このブログは私がバックパッカーとして、2000年11月~約半年の間に二度目のインド・ネパールの旅で訪れた仏教聖地を、四半世紀後の私が思い返してみたら、一体何が出てくるのだろうか?という好奇心から古い記憶を辿り、出てきたものを書いてみることを試みたものです。
【クシナガル】釈迦入滅の地、侘しい情緒がありました。|旅の玉手箱 仏教聖地編-5
【クシナガル】
ブッダ入滅の地として仏教四大聖地の一つとされる〈クシナガル〉ですが、私が訪れた時は他の四大聖地のように活気が無く、聖地として盛り上がっている感じはありませんでした。
その分、釈迦入滅の地として侘しさが符合しているようでした。
ほとんど何もない静かな田舎町でしたが、仏教徒によって辛うじて聖地の模様を呈していたようです。
釈迦は北枕で西に顔を向けて入滅したと伝えられており、そこから北枕は縁起が悪いと言われたりしますが、悟りを開いたブッダが北枕は縁起が悪いなどと発言するとは思えませんから、きっと後世になって語られるようになった迷信なのだと思います。

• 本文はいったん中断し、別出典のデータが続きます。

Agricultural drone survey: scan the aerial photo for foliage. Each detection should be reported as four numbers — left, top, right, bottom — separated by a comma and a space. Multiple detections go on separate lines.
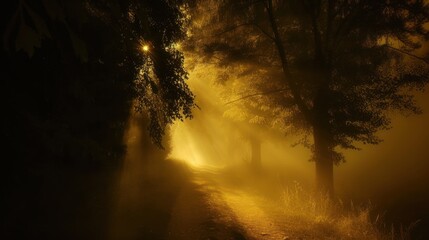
187, 0, 429, 163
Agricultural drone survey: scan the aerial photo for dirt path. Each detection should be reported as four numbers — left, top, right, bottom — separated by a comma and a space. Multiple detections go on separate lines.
169, 170, 290, 240
167, 168, 249, 240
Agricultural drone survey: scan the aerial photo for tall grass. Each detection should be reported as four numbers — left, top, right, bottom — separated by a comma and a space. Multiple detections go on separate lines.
282, 182, 418, 240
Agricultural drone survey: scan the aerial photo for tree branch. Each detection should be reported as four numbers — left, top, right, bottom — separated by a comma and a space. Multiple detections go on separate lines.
225, 88, 288, 105
383, 44, 429, 64
253, 23, 276, 41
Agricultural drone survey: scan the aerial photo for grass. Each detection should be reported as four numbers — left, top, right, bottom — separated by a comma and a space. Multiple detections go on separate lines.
282, 182, 418, 240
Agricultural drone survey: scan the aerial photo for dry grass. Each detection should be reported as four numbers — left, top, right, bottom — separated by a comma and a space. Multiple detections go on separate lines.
282, 182, 418, 240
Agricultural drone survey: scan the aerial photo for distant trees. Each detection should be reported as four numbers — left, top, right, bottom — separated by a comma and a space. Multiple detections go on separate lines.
190, 0, 429, 194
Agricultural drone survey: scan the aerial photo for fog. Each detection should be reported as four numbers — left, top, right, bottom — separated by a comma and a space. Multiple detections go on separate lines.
165, 60, 429, 236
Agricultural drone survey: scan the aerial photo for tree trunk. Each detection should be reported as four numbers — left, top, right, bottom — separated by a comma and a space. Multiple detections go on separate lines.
250, 138, 261, 169
313, 127, 334, 197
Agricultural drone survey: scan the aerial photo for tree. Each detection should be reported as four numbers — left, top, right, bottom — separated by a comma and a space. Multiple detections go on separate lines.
0, 0, 193, 239
190, 0, 429, 195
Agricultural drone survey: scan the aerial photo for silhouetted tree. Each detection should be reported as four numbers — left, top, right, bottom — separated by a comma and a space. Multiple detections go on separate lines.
0, 0, 193, 236
190, 0, 429, 194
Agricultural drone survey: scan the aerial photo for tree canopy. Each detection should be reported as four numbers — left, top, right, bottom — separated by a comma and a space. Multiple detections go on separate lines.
189, 0, 429, 192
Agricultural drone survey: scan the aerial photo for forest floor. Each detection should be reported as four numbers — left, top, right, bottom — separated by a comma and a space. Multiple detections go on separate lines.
168, 165, 384, 240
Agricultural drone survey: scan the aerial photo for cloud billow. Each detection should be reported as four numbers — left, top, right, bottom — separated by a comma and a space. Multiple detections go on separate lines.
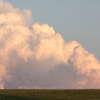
0, 0, 100, 89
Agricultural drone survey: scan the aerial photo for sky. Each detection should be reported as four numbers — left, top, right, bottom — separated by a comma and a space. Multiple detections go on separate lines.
0, 0, 100, 89
4, 0, 100, 60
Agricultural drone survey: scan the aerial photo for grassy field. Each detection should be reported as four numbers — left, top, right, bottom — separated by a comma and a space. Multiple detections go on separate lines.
0, 89, 100, 100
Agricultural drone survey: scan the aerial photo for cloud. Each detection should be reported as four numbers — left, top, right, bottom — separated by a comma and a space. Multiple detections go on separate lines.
0, 0, 100, 89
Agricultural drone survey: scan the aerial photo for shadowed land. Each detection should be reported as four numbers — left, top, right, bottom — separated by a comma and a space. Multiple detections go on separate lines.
0, 89, 100, 100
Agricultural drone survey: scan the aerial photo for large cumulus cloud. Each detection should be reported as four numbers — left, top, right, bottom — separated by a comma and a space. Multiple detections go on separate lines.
0, 0, 100, 89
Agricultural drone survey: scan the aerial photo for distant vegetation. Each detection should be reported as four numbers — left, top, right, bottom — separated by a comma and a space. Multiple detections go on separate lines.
0, 89, 100, 100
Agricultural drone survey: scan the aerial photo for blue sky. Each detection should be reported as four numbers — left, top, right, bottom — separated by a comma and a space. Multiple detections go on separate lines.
3, 0, 100, 60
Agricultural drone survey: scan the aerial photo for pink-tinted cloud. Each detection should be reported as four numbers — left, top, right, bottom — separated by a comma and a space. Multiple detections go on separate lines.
0, 0, 100, 89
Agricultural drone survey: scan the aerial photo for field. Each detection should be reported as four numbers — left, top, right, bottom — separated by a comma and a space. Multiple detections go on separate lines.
0, 89, 100, 100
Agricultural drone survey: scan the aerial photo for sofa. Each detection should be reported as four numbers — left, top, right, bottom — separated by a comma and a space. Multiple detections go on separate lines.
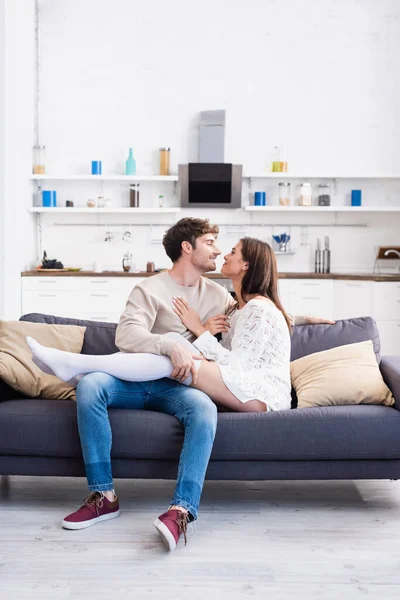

釈迦入滅に関してこちらも迷信かもしれませんが、あながち本当に起こったことかもしれないという話があります。
釈迦が入滅した時に近くにあった沙羅双樹の木が、一斉に白い花を満開に咲かせ、まるで鶴が一面に舞い降りて来たようだったそうです。
植物は心を持っていると言われますから、沙羅双樹からブッダへのたむけだったのではないでしょうか。
平家物語の冒頭部分を思い出します。
祇園精舎の鐘の声、諸行無常の響きあり。沙羅双樹の花の色、盛者必衰の理をあらわす。おごれる人も久しからず、ただ春の夜の夢の如し。たけき者も遂には滅びぬ、ひとえに風の前の塵に同じ…
私が〈クシナガル〉に訪れた時期は冬の時期でしたから結構寒くて、日夜の寒暖差も激しく薄着が堪えました。
なぜかそんな切なさと、ぺんぺん草が寂しく生えているような情景が似つかわしい場所だったように思います。
釈迦入滅の地には枯草の美学が似合っていました。
村の子供が家の前で、金属プレートの食器を灰を使って洗っていました。
釈迦の時代のインドには、大小様々の王国が割拠していました。
釈迦は〈カピラヴァストゥ〉の都を統治する王、シャカ族の王子として生まれ、本名は〈ゴータマ・シッタールダ〉です。
〈カピラヴァストゥ〉近郊の〈ルンビニ〉で誕生し、生まれたばかりの時に七歩歩いて、天と地を指さしながら「天上天下唯我独尊(てんじょうてんがゆいがどくそん)」と口にしたという話は有名です。
ブッダ生誕の地〈ルンビニ〉は、現代はネパールにあります。
その後、出家し悟りを得た〈ゴータマ・シッタールダ〉は〈覚者=ブッダ〉として、マガタ国の都〈ラージギル〉=〈王舎城〉にあった〈竹林精舎〉、近郊の山〈霊鷲山〉、コーサラ国の都〈シュラヴァスティ〉=〈舎衛城〉に建てられた〈祇園精舎〉、共和制の連合国、ヴァッジ国の都〈ヴァイシャリー〉などを中心に北インド地域で教えを説いて回りました。
地図を見ると入滅の地〈クシナガル〉は、その中心に当たる場所のようで不思議な気持ちになります。